MySQL Conf - Memcached Internals
Brian Aker and Alan Kasindorf gave a great talk on Memcached - every developer's favorite caching layer - at MySQL User Conference earlier last week. The slides are available online, and they're well worth a bookmark. Brian and Alan promised to continue updating the deck as they hone out their presentation at OSCON and other events. In fact, their next iteration will include the Nginx integration trick, and new and improved section on consistent hashing. In other words, check back frequently.
Memcached Best Practices
At its core, Memcached is a high-performance, distributed caching system. It is application neutral, and is currently used on many large scale web sites such as Facebook (2TB of cache, circa Q1 2008), LiveJournal, Mixi, Hi5, etc. However, it is also an extremely simple piece of software: all of the logic is client-side, there is no security model, failover, backup mechanisms, or persistence (albeit the last one is in the roadmap). But that hasn't stopped the developers from deploying it in all kinds of environments, and here are a few best practices suggested by Brian:
- Don't think row-level (database) caching, think complex objects
- Don't run memcached on your database server, give your database all the memory it can get
- Don't obsess about TCP latency - localhost TCP/IP is optimized down to an in-memory copy
- Think multi-get - run things in parallel whenever you can
- Not all memcached client libraries are made equal, do some research on yours - hint, use Brians.

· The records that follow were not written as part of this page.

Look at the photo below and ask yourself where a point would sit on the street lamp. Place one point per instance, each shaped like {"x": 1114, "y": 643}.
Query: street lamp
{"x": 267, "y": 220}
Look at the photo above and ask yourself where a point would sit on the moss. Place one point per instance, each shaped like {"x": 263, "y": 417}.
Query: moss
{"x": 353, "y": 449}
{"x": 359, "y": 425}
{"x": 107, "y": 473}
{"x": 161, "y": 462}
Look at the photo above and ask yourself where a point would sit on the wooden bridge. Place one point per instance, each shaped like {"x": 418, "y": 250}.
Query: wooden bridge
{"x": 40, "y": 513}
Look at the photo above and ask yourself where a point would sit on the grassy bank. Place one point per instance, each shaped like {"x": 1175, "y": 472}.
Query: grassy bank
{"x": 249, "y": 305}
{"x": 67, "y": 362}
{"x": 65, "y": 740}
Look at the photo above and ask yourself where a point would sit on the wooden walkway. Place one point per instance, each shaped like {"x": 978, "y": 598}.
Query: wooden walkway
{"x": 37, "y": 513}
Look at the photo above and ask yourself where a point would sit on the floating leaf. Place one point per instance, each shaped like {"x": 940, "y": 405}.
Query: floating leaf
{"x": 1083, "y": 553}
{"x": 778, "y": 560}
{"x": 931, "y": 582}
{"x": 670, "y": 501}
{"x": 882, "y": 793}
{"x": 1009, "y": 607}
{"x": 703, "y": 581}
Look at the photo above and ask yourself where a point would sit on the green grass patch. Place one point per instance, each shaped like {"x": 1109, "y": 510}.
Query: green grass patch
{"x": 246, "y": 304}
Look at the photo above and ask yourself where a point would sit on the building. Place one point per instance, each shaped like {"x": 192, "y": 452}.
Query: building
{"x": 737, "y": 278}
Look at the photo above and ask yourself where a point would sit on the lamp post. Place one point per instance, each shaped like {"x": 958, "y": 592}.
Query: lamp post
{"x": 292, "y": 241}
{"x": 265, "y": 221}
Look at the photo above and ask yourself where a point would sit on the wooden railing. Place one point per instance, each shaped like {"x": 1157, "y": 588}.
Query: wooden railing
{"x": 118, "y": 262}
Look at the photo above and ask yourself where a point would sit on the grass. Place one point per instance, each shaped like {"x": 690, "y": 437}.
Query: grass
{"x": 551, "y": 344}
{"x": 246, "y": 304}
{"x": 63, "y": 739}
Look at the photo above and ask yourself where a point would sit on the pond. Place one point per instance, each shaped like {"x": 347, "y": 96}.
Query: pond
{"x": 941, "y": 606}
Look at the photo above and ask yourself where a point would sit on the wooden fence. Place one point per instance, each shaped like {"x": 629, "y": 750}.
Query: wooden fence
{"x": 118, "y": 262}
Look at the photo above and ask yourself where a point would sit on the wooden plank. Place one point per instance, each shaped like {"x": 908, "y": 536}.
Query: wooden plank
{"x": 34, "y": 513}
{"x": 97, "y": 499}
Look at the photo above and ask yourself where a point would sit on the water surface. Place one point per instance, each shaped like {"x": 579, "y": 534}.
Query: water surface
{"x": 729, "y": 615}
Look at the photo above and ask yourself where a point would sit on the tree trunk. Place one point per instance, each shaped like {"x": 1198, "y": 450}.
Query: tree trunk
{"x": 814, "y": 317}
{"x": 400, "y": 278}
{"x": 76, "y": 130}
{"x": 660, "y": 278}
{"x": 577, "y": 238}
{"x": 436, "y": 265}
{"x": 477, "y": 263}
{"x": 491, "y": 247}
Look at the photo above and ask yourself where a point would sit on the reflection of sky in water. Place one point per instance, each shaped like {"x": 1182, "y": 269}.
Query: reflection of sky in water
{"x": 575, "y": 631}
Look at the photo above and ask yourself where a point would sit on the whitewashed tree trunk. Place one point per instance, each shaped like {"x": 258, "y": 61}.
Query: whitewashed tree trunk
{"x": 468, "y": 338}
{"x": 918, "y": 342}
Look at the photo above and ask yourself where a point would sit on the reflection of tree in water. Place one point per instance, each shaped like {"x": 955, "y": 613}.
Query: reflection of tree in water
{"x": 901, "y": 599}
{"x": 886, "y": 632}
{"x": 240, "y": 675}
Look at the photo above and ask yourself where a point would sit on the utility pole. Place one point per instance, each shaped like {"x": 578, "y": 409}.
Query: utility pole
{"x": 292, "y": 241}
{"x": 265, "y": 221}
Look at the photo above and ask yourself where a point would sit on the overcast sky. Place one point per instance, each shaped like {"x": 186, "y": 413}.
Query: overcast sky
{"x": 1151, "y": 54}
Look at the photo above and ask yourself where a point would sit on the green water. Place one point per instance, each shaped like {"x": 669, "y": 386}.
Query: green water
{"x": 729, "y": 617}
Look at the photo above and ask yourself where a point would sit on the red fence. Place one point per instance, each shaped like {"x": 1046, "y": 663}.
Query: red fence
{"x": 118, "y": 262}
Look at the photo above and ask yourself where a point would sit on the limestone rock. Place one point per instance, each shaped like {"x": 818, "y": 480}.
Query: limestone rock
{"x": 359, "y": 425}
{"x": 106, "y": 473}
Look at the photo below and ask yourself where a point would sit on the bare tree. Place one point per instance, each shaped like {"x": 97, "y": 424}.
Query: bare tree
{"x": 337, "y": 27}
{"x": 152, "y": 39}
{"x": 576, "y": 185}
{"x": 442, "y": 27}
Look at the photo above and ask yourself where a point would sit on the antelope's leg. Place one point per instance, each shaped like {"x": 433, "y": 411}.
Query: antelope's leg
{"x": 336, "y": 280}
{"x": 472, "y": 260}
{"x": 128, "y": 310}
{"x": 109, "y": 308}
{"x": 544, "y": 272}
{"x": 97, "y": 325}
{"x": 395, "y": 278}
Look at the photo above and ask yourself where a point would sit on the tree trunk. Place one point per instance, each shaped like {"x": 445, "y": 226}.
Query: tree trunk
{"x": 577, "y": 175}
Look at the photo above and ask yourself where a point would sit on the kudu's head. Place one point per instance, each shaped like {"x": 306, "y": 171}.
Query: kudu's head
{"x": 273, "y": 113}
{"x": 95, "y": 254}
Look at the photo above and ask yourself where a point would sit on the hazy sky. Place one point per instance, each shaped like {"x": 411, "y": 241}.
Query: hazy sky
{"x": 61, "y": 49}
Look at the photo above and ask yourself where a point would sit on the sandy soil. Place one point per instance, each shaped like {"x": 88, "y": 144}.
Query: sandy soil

Slab Allocator - Heart of Memcached
The heart of Memcached is in its memory slab allocator. A little daunting at first sight, it is actually a very elegant solution once you understand the motivation and the tradeoffs of its architecture:
- Size of maximum allocated memory to Memcached is only limited by the architecture (32/64-bit)
- The key size is limited to 250 bytes, the data (value) size is limited to 1mb
- On bootup, Memcached grabs the memory and holds on to it - wasted memory at cost of performance
- Allocated memory is split into variable sized buckets by the slab allocator
- Default slab allocator will create 32-39 buckets for objects up to 1mb in size
- You can customize the page size at compile time, and slab sizes on startup
- Each stored objects gets stored in a closest-size bucket - yes, memory is wasted
- Fragmentation can be a problem - either customize slab sizes, or evict/flush your cache every so often
- If there is unused memory in a different slab class, that memory will be re-allocated, if required
- To guarantee no-paging, disable swap on your OS - practically, just keep it tiny, as to avoid disasters
Memory Management
The memory is managed via a Least Recently Used (LRU) algorithm:
- Each slab class has its own LRU - evict target depends on the size of the object
- Expiration timestamps are checked once every second - minimum lifespan is 1 second
- Objects marked for deletion are handled asynchronously - checked and evicted once every 5 seconds
- Inconsistency between the two timers listed above can result in sub-optimal eviction policy
- LRU can be completely disabled - do it at your own risk
Best Practices: Invalidations and Expiry
Memcached does not provide any mechanisms for deleting a set of associated keys (object, name, etc.). For good or for worse, you could implement this functionality yourself with the help of prepend and append commands, however, be careful with the 1mb limit! A much cleaner way to handle this situation is to forgo the invalidation process all together:
- Instead of invalidating your data, expire it whenever you can - memcached will do all the work
- Generate smart keys - ex. on update, increment a version number, which will become part of the key
- For bonus points, store the version number in memcached - call it generation
- The latter will be added to Memcached soon - as soon as Brian gets around to it
Roadmap and Future Ahead
Memcached is a force to be reckoned with already, and the roadmap is only going to solidify this position. Amongst the big objectives:
- Binary protocol is in the works
- Support for generations - as described in paragraph above
- Multi-engine support: char based, durable (persistence!), queue
- Facebook has overhauled the core to be highly-threaded, and is expected to contribute the changes
Kudos to Brian and Alan for a great presentation! Don't forget to bookmark the slides and check back every so often, as they will be updated with time to describe best practices, common mistakes, and the roadmap ahead.